Potential Confounders


Demographic characteristics (age, family income, education, race and ethnicity), medical history (hip fracture, emphysema, treated diabetes mellitus, hypertension (taking medication or blood pressure >140/90 mmHg), arthritis, cancer), and other health-related factors (having a current healthcare provider, number of falls, living alone, ability to perform activities of daily living, depression) were self-reported at baseline. BMI was computed using measured height (m) and weight (kg) at baseline (kg/m). Smoking status was self-reported and classified as current, past, or never. Depressive symptoms were assessed using the six-item short form of the Center for Epidemiologic Studies Depression (CESD) Scale24. Postmenopausal hormone therapy was self-reported and categorized as current, past, or never used, with separate indicator variables for unopposed estrogen and estrogen plus progestin.

Analytic Approach


Baseline characteristics were examined according to quintile of calibrated protein intake (% energy). Multivariate adjusted linear generalized estimating equations (GEEs) with an exchangeable covariance matrix were used to examine the longitudinal association between baseline protein intake and each outcome (self-reported physical function and three physical performance measures), including a protein-by-time interaction to allow for varying slopes, with time modeled as a continuous variable. The models test whether the mean scores on these outcome measures differ at baseline (intercept) or with respect to annual change over time (slope) according to quintile of protein intake. The reasonableness of linear fit was confirmed by comparing these estimates with results obtained by treating time as a categorical variable. Models were adjusted for previously identified independent predictors of frailty: age, income, education, race and ethnicity, BMI, smoking status, alcohol consumption, physical activity, hormone therapy use, whether the participant lived alone, having a healthcare provider, number of falls, disability, depression, and self-reported history of medical conditions (emphysema, diabetes mellitus, hypertension, arthritis, and cancer). Models were also adjusted for calibrated total energy intake and clinical trial arm. To evaluate potential effect modification, the relationship between calibrated protein intake and each of the four outcome measures was stratified according to median age, recreational physical activity, BMI, or protein source (animal:total protein ratio).

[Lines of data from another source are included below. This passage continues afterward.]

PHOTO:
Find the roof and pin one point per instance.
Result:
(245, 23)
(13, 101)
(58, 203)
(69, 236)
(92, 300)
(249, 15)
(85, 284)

Bootstrapping procedures were conducted to approximate variance around the estimated physical function outcomes for levels of calibrated protein intake. First, variance in the coefficients for the calibration regression equations in the NBS was determined by constructing 1,000 bootstrap replicates using their original dataset. Next, using the data set for the current study, 1,000 bootstrap replicates were constructed, and each new randomly selected sample of participants was paired with a new set of regression coefficients from the first bootstrapping procedure to recalculate calibrated protein and energy intake. Then, the previously described GEE models were repeated for each sample, and 95% confidence intervals were determined from the distribution of 1,000 new estimates. Tolerance (relative change in the coefficient vector from one iteration to the next) was set to 10 during bootstrapping to ensure consistent model convergence. A trend in the relationship between protein quintile (ordinal) and each estimated physical function score at baseline (or annualized change) was assessed by calculating the slope between these variables for each bootstrap replicate. These slopes were used to construct a distribution to determine whether there was a significant trend in physical function across levels of protein intake. Statistical analyses were conducted using Stata 12.1 (Stata Corp, College Station, TX) and SAS 9.3 (SAS Institute, Inc., Cary, NC); all reported P-values are two-sided.